Thursday, February 26, 2015

"Murder of Crows (The Others #2)" by Anne Bishop

This review features a book that is the second in The Others series, and may have minor spoilers for those who have not read Written in Red. My review of the first book can be found here.

Second books in a series are very 'hit-and-miss' with me. I open with this statement because at the start of reading this book, I was ready to pre-deem this a four star or above read. I was ready to be transported back to the Courtyard in the middle of a brewing war, full of action scenes and tension. Predetermining the ratings of books I've read has never been my strong suit.

With Urban Fantasy, I admit I've become a bit of an adrenaline junkie. I want my heroes and heroines put in the thick of danger, surviving only by their will to live and hopefully getting bloodied along the way (I realize I'm a bit bloodthirsty-sounding there). In this book, there is a lack of fear on my behalf for the characters. Usually I have to peek three paragraphs ahead and make sure, "He/She shuddered his last breath", is not in the text. With this book, I wasn't on edge. I wasn't afraid. Unfortunately, the suspense I was expecting wasn't there.

The Plot: (As Seen on Goodreads)
'After winning the trust of the terra indigene residing in the Lakeside Courtyard, Meg Corbyn has had trouble figuring out what it means to live among them. As a human, Meg should be barely tolerated prey, but her abilities as a cassandra sangue make her something more.
'The appearance of two addictive drugs has sparked violence between the humans and the Others, resulting in the murders of both species in nearby cities. So when Meg has a dream about blood and black feathers in the snow, Simon Wolfgard—Lakeside's shape-shifting leader—wonders whether their blood prophet dreamed of a past attack or of a future threat.
'As the urge to speak prophecies strikes Meg more frequently, trouble finds its way inside the Courtyard. Now the Others and the handful of humans residing there must work together to stop the man bent on reclaiming their blood prophet—and stop the danger that threatens to destroy them all.'

Even though I wasn't afraid, the series has clearly taken a darker turn. Some of the things mentioned in the book made me more than a little nauseous, even though they weren't graphically depicted. I love when an author knows how much would be too much for the reader to handle, and Anne Bishop clearly has expertise in that area, because just when things got unpleasant the scene would end. And yes, in this case, I approve of cut-away-from-the-scene, because otherwise I would have needed a garbage can beside me as I read.
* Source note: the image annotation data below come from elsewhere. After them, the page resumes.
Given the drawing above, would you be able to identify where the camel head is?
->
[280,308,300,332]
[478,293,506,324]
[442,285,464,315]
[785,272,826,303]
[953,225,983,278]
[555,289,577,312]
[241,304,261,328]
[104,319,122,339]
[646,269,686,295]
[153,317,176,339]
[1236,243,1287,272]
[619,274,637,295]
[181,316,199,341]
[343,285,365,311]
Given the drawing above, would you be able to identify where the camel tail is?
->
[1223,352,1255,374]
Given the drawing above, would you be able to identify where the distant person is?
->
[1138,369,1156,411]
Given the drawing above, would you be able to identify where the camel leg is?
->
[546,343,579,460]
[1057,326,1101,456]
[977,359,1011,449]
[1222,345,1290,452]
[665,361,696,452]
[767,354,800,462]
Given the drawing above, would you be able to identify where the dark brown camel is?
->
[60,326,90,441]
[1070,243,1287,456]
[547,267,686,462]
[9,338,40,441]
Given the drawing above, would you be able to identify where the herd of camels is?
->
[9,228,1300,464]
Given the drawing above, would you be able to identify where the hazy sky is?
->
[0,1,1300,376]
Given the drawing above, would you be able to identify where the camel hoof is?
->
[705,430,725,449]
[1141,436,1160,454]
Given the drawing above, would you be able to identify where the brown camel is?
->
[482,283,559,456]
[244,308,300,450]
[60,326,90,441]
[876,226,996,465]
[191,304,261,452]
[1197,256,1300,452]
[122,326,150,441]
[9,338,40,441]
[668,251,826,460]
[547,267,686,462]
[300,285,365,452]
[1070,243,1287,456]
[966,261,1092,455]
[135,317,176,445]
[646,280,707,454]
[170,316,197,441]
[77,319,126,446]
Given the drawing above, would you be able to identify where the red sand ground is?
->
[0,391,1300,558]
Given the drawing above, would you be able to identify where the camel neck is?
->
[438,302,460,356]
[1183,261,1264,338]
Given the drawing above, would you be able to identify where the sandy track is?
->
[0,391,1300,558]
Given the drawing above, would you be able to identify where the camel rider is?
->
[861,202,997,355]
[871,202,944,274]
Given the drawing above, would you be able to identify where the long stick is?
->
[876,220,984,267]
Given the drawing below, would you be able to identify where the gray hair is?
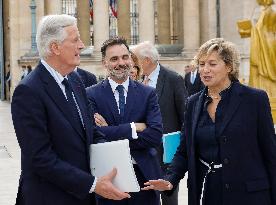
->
[193,38,240,80]
[131,41,159,63]
[36,14,77,58]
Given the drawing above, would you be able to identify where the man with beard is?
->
[86,37,162,205]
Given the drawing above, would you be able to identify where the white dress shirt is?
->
[108,77,138,139]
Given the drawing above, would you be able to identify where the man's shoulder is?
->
[160,65,183,79]
[77,68,96,78]
[130,80,155,92]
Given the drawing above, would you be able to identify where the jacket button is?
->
[223,158,229,164]
[225,184,230,189]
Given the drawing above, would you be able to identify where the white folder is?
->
[90,139,140,192]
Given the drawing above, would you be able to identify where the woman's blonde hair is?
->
[193,38,240,80]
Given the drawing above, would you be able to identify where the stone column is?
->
[117,0,131,43]
[138,0,155,43]
[44,0,62,15]
[77,0,91,47]
[93,0,109,53]
[182,0,200,58]
[157,0,171,44]
[177,0,184,45]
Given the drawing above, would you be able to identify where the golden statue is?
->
[249,0,276,98]
[237,0,276,123]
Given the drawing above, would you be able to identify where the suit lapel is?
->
[38,64,83,140]
[70,74,88,140]
[218,83,241,136]
[192,91,205,139]
[102,79,120,122]
[156,65,165,101]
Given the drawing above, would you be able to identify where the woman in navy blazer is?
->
[143,38,276,205]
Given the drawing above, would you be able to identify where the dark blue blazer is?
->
[184,72,204,96]
[77,68,97,88]
[11,63,97,205]
[166,82,276,205]
[86,79,162,179]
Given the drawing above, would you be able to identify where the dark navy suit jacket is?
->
[86,79,162,179]
[166,82,276,205]
[77,68,97,88]
[184,72,204,96]
[11,63,97,205]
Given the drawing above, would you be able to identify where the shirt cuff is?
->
[89,177,97,194]
[130,122,138,139]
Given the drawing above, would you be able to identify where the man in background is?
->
[133,42,187,205]
[86,37,162,205]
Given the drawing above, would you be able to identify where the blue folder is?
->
[162,131,181,164]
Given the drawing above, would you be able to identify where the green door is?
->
[0,0,5,100]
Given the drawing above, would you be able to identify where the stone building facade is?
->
[0,0,268,99]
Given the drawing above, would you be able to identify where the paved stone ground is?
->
[0,101,187,205]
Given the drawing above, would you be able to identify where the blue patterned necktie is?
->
[191,72,196,84]
[62,78,83,131]
[116,85,125,117]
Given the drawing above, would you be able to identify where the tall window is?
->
[130,0,139,45]
[109,0,118,37]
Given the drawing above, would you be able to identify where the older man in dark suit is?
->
[11,15,129,205]
[75,67,97,88]
[133,42,187,205]
[87,37,162,205]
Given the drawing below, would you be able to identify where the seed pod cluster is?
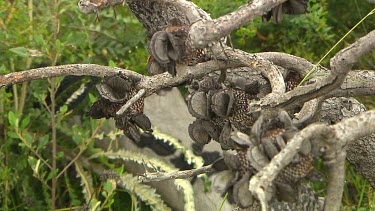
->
[187,70,267,150]
[213,111,319,210]
[87,75,151,141]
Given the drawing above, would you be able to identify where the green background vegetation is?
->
[0,0,375,210]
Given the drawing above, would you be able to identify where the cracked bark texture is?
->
[320,97,375,189]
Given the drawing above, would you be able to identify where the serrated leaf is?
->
[34,34,46,46]
[21,115,30,129]
[89,150,195,211]
[103,180,113,193]
[9,47,30,58]
[56,39,61,52]
[8,111,18,128]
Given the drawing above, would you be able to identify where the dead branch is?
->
[0,61,241,92]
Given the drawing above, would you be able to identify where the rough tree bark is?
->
[0,0,375,210]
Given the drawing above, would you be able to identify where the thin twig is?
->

There were plenty of lighter scenes in this book, but not as many laugh-out-loud-in-the-middle-of-a-silent-waiting-room moments as Written in Red provided. Nonetheless, it was funny, just not as funny as I predicted. Meg is still adjusting to life in general and the terra indigene continue to adapt to humans they are no longer allowed to dispose of easily, which almost always results in situations that bring a grin to my face

The most egregious flaw of all, though, is in the Wolf puppy department. I can count the Wolf puppy scenes on one hand! One hand! And there were also no cutesy pawprints on the cover. Egregious, indeed.

Murder of Crows is clearly lacking in the Wolf puppy department not as exciting for me as the first book was. Ultimately, my high as heaven expectations may have contributed to the disappointment I felt in this book, but there was also a lack of my fear for the characters' fates. Although it would probably be a four star read had I not read Written in Red and been completely taken with it, I really expected more of a series that started out so beautifully for me. Murder of Crows is a great read, but not nearly the one I expected it to be.

Rating: 3.5 of 5 Stars for a slightly disappointing second book.

Content: Ages 18+ for an escalation in violence, sexual content (including rape), and an increase in reader nausea picturing things going on.